The Workers’ Republic, May
1901.
Reprinted in Red Banner, No.17 (PO Box 6587,
Dublin 6).
Transcribed by Aindrias Ó Cathasaigh.
Marked up by Einde O’Callaghan for the Marxists’
Internet Archive.
Socialists are always accused of trying to create ill feeling, to bring about a class struggle, to “set class against class”. Of course, the real fact is, we only point out what already exists, analysing the political and industrial institutions under which we live and critically noting the forces which produce them in any given phase. The necessary result of our analysis is to discover that the very basis of Society today is a struggle between two classes, the Landlord and Capitalist who own all the means of production, and the propertyless class who are only allowed to use and operate these means of life when it suits the convenience or interest of members of the other class to allow them.

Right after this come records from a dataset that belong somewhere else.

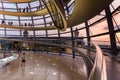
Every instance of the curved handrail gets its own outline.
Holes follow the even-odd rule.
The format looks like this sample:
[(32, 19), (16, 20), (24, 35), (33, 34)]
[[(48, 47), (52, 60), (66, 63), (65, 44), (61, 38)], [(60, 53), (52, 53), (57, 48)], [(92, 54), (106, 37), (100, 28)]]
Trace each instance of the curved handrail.
[(0, 59), (0, 68), (5, 66), (7, 63), (12, 62), (13, 60), (17, 59), (19, 57), (18, 54), (12, 54), (12, 56)]
[[(92, 17), (94, 17), (96, 14), (101, 12), (105, 7), (107, 7), (113, 0), (75, 0), (74, 10), (69, 19), (67, 20), (67, 27), (72, 27), (75, 25), (78, 25)], [(88, 4), (86, 4), (88, 3)], [(83, 5), (86, 4), (86, 5)], [(95, 8), (96, 6), (96, 8)], [(43, 10), (44, 11), (44, 10)], [(41, 12), (41, 11), (39, 11)], [(12, 15), (16, 16), (39, 16), (39, 15), (45, 15), (48, 14), (48, 10), (46, 9), (46, 12), (44, 14), (39, 12), (29, 12), (29, 13), (22, 13), (21, 15), (16, 12), (12, 12)], [(90, 13), (88, 15), (88, 13)], [(0, 11), (0, 14), (6, 14), (11, 15), (9, 12), (2, 12)], [(14, 16), (13, 15), (13, 16)], [(64, 22), (64, 21), (63, 21)], [(56, 27), (53, 27), (54, 29)]]
[(54, 44), (54, 43), (43, 43), (39, 41), (30, 41), (30, 40), (5, 39), (5, 38), (0, 38), (0, 40), (37, 43), (37, 44), (56, 46), (56, 47), (61, 47), (61, 48), (70, 48), (72, 50), (75, 50), (77, 53), (79, 53), (79, 56), (83, 58), (86, 64), (86, 67), (87, 67), (87, 79), (88, 80), (107, 80), (105, 59), (102, 54), (102, 51), (95, 44), (91, 44), (88, 49), (88, 50), (90, 49), (94, 50), (94, 52), (96, 51), (95, 52), (96, 54), (94, 56), (95, 59), (92, 59), (92, 57), (89, 56), (89, 53), (85, 54), (84, 52), (81, 51), (80, 49), (81, 47), (73, 47), (73, 46), (65, 45), (65, 44), (60, 45), (60, 44)]
[(10, 26), (10, 25), (0, 25), (0, 28), (9, 28), (9, 29), (26, 29), (26, 30), (30, 30), (30, 31), (34, 31), (34, 30), (53, 30), (56, 29), (55, 26), (47, 26), (47, 27), (23, 27), (23, 26)]

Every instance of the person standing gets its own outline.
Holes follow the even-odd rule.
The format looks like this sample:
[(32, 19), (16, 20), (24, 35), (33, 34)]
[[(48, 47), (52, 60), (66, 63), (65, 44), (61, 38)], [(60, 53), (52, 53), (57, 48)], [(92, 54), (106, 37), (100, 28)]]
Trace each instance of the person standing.
[(22, 64), (21, 64), (21, 67), (25, 67), (25, 53), (22, 54)]

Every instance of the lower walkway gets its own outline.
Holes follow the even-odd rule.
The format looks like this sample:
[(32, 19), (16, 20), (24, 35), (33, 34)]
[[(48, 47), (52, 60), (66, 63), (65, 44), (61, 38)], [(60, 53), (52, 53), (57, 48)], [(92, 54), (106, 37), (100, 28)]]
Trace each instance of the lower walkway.
[(108, 80), (120, 80), (120, 61), (112, 56), (105, 56)]

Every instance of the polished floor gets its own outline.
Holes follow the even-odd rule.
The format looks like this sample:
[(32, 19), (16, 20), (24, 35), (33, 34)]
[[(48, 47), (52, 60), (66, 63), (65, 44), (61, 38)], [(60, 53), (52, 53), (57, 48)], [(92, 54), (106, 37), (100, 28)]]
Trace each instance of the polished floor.
[(25, 52), (26, 63), (21, 67), (21, 56), (0, 69), (0, 80), (86, 80), (86, 68), (81, 57), (47, 55)]

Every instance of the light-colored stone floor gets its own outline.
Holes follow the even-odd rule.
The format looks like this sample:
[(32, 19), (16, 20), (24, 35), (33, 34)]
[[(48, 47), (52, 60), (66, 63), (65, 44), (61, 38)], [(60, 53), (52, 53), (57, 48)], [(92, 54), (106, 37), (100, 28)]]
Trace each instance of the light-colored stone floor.
[(26, 52), (25, 67), (21, 56), (0, 69), (0, 80), (86, 80), (81, 57)]

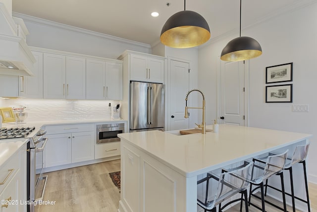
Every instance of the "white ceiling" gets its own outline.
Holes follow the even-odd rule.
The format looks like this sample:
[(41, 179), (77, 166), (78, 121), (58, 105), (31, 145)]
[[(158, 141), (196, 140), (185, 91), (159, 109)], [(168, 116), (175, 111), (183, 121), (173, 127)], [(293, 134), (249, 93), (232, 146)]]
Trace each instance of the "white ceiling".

The average worker has no clear, reasoned out knowledge of this, but he has a more or less dim perception of the fact borne in upon his slow intellect through the channel of his daily experience of the struggle for life. His masters who are interested in keeping him in that plentiful lack of knowledge are always careful to raise the cry “Capital and labour are brothers” and don’t “set class against class”. Armed thus, mentally, with the illogical rot preached to him by his fleecers the “man in the street” regards the Socialist as, well – perhaps right enough, but rather “extreme”. We Socialist workers who know the tricks by which our fellows are deceived and kept in subjection are filled with disgust, mingled with pity.
We have always proclaimed that, while the worker is not class-conscious – that is, knowing and understanding his class subjection and its cause, and therefore knowing and understanding his class interest in overthrowing the institutions which keep him so – it is not so with the landlord and capitalist. They, as a rule, are thoroughly class-conscious and in all their measures never lose sight of the cardinal principle of the class struggle. While the average worker makes a great show of having nothing much to do with politics, the other class have calculated to a nicety its exact value not merely to their whole class, but even to each of their sections. All government is therefore class government; and that the middle-class and aristocratic swindlers who hold the reins of political power know it is amply proved by the following extracts from speeches. Thus Lord Rosebery [1], addressing the Wolverhampton Chamber of Commerce:–
“He was one of those who held chambers of commerce in the highest respect. In the first place they focussed the opinion of a great and governing class – a class which had governed Great Britain in the past, and which he was not prepared to say did not govern it in the present.”
But the Socialist is so extreme. He sets class against class.
Mr McNeill moved a resolution in the House of Commons condemning the holding of company directorships by members of the government and Mr C. Bannerman supported him. Thus spoke Mr Balfour in reply:
“I do not profess to know in what the right honourable gentleman has his money invested, but, if he has it invested in anything in this country, there is scarcely a piece of legislation passed through this house that does not affect his interests either directly or indirectly.” [2]
But the Socialist is so extreme. He talks of capitalist government.
1. Former Liberal prime minister of Britain.
2. A.J. Balfour was Britain’s Tory prime minister at this time; Henry Campbell-Bannerman led the Liberal opposition before succeeding Balfour.